Loading dbt models into Dagster as assets

Now is the moment that we’ve been building up to since the beginning of this module. Let’s see your dbt models in a Dagster asset graph!


Turning dbt models into assets with @dbt_assets

The star of the show here is the @dbt_assets decorator. This is a specialized asset decorator that wraps around a dbt project to tell Dagster what dbt models exist. In the body of the @dbt_assets definition, you write exactly how you want Dagster to run your dbt models.

Many Dagster projects may only need one @dbt_assets-decorated function that manages the entire dbt project. However, you may need to create multiple definitions for various reasons, such as:

  • You have multiple dbt projects
  • You want to exclude certain dbt models
  • You want to run different dbt commands on specific model groups (for example, dbt build for most models and dbt run --no-version-check for others)
  • You want to customize what happens after certain models finish, such as sending a notification
  • You need to configure some sets of models differently (for example, partitioned vs. non-partitioned)

We’ll only create one @dbt_assets definition for now, but in a later lesson, we’ll encounter a use case for needing another @dbt_assets definition.


Decorator arguments vs function parameters

When writing a @dbt_assets definition, configuration appears in two places. Understanding why helps you decide where new config belongs.
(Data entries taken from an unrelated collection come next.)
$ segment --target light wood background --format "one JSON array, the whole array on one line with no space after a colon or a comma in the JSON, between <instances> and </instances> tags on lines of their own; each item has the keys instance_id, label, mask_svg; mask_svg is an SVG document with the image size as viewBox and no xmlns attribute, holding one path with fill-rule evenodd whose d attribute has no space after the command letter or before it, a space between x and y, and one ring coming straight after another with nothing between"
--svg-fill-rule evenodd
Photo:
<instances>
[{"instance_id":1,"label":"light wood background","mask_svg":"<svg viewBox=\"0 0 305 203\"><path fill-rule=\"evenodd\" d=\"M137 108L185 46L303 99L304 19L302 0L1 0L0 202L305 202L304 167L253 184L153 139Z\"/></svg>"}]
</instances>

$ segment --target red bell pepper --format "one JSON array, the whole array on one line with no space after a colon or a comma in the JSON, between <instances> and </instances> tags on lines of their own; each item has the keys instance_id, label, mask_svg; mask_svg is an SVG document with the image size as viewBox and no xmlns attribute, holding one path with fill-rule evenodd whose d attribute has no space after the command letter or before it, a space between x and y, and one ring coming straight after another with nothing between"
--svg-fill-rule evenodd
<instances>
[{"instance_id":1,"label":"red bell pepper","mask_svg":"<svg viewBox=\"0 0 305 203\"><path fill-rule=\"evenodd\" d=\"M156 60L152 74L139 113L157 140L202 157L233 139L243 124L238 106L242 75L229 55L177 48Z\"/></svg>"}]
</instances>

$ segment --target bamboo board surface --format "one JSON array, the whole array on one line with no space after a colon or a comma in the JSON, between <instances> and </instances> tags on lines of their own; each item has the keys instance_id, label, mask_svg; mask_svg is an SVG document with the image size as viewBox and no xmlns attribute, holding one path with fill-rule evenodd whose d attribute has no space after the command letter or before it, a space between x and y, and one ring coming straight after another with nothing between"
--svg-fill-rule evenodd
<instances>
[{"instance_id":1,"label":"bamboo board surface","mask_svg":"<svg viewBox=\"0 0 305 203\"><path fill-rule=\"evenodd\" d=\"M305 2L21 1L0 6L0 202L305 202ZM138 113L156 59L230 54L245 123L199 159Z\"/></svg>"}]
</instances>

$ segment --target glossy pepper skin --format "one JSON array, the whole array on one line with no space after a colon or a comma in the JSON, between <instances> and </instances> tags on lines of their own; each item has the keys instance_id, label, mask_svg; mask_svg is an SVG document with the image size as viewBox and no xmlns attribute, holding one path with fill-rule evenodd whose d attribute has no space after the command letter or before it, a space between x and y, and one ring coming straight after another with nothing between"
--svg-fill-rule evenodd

Decorator arguments (manifest, select, exclude, partitions_def, dagster_dbt_translator) are static configuration. Dagster reads them at load time to build the asset graph — before any run starts. They define which assets exist and how they relate to each other.

Function parameters (context: dg.AssetExecutionContext, dbt: DbtCliResource) are injected at runtime, once per execution. context carries run-specific state (the active partition key, run ID, logger). dbt is the resource used to actually invoke dbt commands.

A useful rule of thumb: if Dagster needs to know it before a run starts, it’s a decorator argument. If it’s only meaningful during a run, it’s a function parameter.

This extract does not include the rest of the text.